Consequently, his description is also misleading with regard to the problem of reality and ontology. This form of consciousness is defined by Shmuëli as “negativity”, “a lack that is confirmed by particular phenomenon”,319 or as “the awakening of consciousness, which then becomes reflective”.320 It appears like a kind of perpetuum mobile in analogy to “aesthetic”

fluctuation. However, SK’s main point is that ethical existence relates itself integratively to factuality (reality), and when this existential unity is dissolved it is because the problem of existential unification appears in a new form, namely as the problem of guilt.

2. The Ontological Status of Consciousness

SK’s general ontological view with regard to consciousness in SK is that consciousness is finite or factual. It exists as a logical-universal entity within a particular phenomenon, the human individual. Its relationship to empirical multiplicity is at the same time necessary and contingent. This essential limitation is what basically constitutes consciousness as practical, that is, as conditioned by a non-transcend-able act of volition. Consciousness rests on its own grounds and presupposes itself when it relates to the reality from which it has been divorced by that process which negates the status of the individual as part of the natural process.

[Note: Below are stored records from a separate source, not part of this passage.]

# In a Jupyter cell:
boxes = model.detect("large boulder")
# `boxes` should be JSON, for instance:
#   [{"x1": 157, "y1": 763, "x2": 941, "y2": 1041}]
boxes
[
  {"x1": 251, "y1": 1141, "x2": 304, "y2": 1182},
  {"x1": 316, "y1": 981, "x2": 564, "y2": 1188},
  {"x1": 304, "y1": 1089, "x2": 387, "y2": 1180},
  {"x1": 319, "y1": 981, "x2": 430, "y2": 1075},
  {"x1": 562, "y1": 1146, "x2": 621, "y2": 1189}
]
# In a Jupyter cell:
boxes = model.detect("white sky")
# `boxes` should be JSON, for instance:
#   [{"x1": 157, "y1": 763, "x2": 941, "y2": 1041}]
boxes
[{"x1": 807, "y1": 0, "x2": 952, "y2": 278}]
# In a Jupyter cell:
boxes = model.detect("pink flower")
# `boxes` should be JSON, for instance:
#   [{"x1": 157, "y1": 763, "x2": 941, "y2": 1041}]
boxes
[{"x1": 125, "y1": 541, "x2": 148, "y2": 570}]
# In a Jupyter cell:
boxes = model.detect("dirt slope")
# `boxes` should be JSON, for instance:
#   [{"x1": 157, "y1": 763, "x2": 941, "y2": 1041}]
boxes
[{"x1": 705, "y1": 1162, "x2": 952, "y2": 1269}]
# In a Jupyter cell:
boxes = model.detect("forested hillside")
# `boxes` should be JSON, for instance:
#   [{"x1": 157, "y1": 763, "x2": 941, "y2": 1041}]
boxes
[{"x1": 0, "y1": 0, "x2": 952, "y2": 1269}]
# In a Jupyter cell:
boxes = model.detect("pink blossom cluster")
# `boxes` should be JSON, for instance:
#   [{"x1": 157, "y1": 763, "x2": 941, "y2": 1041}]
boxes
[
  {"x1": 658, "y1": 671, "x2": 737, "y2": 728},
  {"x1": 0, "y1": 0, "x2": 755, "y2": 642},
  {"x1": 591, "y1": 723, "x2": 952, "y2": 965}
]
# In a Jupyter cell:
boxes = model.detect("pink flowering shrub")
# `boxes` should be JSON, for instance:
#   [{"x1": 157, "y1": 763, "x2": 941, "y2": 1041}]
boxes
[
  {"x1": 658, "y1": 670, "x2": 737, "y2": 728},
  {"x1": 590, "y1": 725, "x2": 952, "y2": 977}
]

Is it this basic point of view or way of thinking which underlies the rather summary and therefore apparently unfounded criticism of the concept of the universal or pure consciousness (cf. for instance 6:168, 224, 232). What here is alluded to is the idealistic proposal that consciousness and actuality are identical due to their mutual participation in the absolute. SK’s rejection of the idea of pure consciousness does not imply, however, that he rejects the basic idea of transcendental philosophy, namely, that universal possibilities structure concrete or individual reality. For SK this is also the general logic of the dialectic of existence. A more precise description of the crucial difference between the concept of consciousness in SK’s existential thinking and that of the philosophy of identity is attainable only through a clarification of the status of the categories, that is, in what sense categories constitute or structure reality. Exhaustive elaborations on this matter are not found in SK, only in the form of epigrams.